Real-Time Motion Detection Using Dynamic Mode Decomposition
Marco Mignacca, Simone Brugiapaglia, Jason J. Bramburger
TL;DR
This paper introduces a real-time motion-detection method for streaming video grounded in Dynamic Mode Decomposition (DMD). By applying windowed, compressed DMD and monitoring the spectrum of continuous-time eigenvalues $\omega_m = \log(\lambda_m)/h$, the method detects motion as sharp changes in the average spectrum within successive windows, followed by background/foreground separation using DMD modes. The approach is validated on a curated security-footage-like dataset and benchmark videos, with performance quantified by ROC curves (mean AUC $\approx 0.99$) and a threshold-optimization framework incorporating a weighted error metric and a variant of $k$-fold cross-validation. The work demonstrates a simple, fast, dynamical-systems–theory–driven alternative to neural networks for motion detection, capable of isolating foreground motion in real time while highlighting the need for context-specific threshold tuning.
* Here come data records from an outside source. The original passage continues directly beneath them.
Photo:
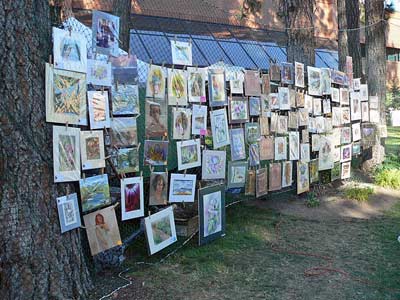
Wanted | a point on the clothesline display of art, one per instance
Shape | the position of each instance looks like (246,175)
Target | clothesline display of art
(255,132)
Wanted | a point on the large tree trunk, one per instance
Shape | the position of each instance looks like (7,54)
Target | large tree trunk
(353,36)
(301,42)
(36,261)
(375,46)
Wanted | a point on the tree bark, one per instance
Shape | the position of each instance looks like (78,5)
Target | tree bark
(301,42)
(36,261)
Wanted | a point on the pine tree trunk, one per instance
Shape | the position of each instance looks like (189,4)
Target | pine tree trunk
(36,261)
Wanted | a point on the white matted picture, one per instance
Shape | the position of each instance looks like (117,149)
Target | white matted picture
(70,50)
(66,154)
(160,230)
(132,201)
(181,53)
(68,212)
(213,166)
(189,155)
(182,187)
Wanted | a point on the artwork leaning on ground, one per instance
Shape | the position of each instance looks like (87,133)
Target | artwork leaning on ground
(198,134)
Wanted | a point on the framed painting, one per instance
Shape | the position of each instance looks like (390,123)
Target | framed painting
(211,213)
(252,85)
(105,32)
(217,88)
(181,53)
(65,97)
(219,128)
(95,192)
(68,212)
(182,188)
(238,148)
(70,50)
(214,163)
(155,153)
(237,172)
(92,149)
(125,100)
(155,86)
(158,188)
(102,230)
(160,230)
(197,84)
(177,87)
(132,200)
(189,154)
(181,123)
(238,110)
(275,177)
(99,111)
(66,154)
(261,182)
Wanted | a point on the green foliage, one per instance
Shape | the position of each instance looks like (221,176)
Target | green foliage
(359,193)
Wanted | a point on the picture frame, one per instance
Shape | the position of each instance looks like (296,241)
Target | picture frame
(219,128)
(182,187)
(92,149)
(102,230)
(214,164)
(95,192)
(189,154)
(132,199)
(69,50)
(217,88)
(65,97)
(68,212)
(160,230)
(66,154)
(211,213)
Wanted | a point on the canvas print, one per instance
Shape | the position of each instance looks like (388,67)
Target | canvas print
(70,50)
(177,87)
(197,84)
(199,119)
(99,112)
(125,100)
(68,212)
(105,32)
(160,230)
(155,86)
(155,152)
(238,150)
(237,172)
(211,213)
(156,118)
(189,155)
(181,53)
(219,128)
(182,188)
(65,97)
(261,182)
(238,110)
(158,188)
(217,88)
(132,201)
(181,123)
(123,132)
(252,85)
(92,149)
(66,154)
(102,230)
(98,72)
(95,192)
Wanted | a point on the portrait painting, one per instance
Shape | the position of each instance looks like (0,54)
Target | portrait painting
(102,230)
(132,200)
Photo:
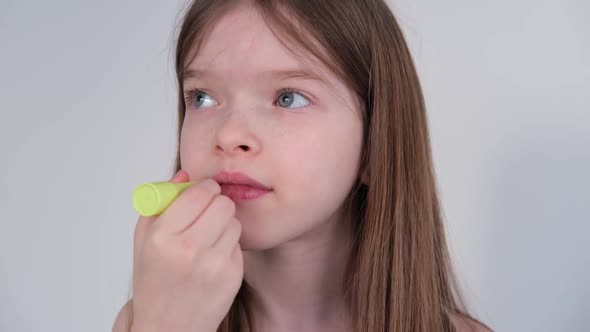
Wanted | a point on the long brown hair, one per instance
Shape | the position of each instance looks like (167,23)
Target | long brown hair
(399,274)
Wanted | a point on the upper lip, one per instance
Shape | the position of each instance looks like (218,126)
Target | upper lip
(225,177)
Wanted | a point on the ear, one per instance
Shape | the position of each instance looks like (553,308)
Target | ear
(365,176)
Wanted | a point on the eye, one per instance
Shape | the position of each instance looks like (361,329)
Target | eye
(199,99)
(289,97)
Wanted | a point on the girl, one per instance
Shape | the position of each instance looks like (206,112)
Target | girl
(315,208)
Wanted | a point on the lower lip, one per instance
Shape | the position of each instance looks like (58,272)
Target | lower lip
(238,192)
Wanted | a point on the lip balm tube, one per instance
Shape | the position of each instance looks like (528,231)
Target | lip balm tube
(152,198)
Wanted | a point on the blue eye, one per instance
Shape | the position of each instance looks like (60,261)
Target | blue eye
(199,99)
(288,97)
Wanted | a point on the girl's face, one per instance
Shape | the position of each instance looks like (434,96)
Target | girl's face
(304,144)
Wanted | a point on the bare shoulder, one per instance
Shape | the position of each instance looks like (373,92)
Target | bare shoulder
(123,320)
(464,323)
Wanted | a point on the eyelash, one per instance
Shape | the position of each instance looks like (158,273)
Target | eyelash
(188,95)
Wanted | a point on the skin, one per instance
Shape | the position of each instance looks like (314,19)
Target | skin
(307,150)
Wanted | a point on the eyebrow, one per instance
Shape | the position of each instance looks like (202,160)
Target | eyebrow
(276,74)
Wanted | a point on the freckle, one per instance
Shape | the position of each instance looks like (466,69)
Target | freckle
(186,244)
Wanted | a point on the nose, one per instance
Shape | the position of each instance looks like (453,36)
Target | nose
(235,137)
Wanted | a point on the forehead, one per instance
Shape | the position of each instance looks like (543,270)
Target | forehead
(240,43)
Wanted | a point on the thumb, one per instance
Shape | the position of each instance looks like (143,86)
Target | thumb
(180,176)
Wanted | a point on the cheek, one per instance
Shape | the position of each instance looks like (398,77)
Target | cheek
(323,163)
(193,144)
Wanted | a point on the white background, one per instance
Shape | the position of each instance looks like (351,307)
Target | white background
(88,111)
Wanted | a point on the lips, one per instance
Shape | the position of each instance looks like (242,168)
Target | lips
(238,186)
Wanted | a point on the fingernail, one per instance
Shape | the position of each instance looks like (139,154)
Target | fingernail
(176,175)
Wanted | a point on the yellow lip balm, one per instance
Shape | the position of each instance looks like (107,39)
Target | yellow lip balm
(152,198)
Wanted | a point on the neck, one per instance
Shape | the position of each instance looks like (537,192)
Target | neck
(297,286)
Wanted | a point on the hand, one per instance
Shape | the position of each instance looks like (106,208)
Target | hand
(187,262)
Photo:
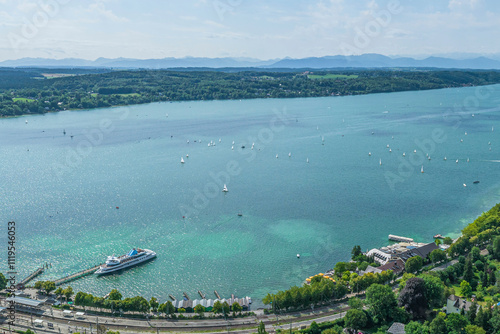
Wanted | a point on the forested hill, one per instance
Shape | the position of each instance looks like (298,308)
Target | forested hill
(35,91)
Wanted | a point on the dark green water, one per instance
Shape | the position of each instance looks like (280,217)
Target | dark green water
(63,192)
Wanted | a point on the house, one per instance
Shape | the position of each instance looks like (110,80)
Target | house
(370,269)
(397,328)
(397,266)
(422,251)
(379,256)
(455,304)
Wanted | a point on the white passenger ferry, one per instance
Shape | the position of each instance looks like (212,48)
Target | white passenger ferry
(132,258)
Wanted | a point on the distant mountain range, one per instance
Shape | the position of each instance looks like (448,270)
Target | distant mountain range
(328,62)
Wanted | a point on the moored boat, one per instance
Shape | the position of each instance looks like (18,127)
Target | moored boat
(132,258)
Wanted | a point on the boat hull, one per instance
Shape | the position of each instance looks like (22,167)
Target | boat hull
(130,264)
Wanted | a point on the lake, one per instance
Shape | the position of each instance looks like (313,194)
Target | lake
(82,185)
Key limitations include potential insensitivity to very slow movement and short-lived spikes, but the method offers a transparent, implementable framework with open-source code for reproducibility.
Abstract
Dynamic Mode Decomposition (DMD) is a numerical method that seeks to fit timeseries data to a linear dynamical system. In doing so, DMD decomposes dynamic data into spatially coherent modes that evolve in time according to exponential growth/decay or with a fixed frequency of oscillation. A prolific application of DMD has been to video, where one interprets the high-dimensional pixel space evolving through time as the video plays. In this work, we propose a simple and interpretable motion detection algorithm for streaming video data rooted in DMD. Our method leverages the fact that there exists a correspondence between the evolution of important video features, such as foreground motion, and the eigenvalues of the matrix which results from applying DMD to segments of video. We apply the method to a database of test videos which emulate security footage under varying realistic conditions. Effectiveness is analyzed using receiver operating characteristic curves, while we use cross-validation to optimize the threshold parameter that identifies movement.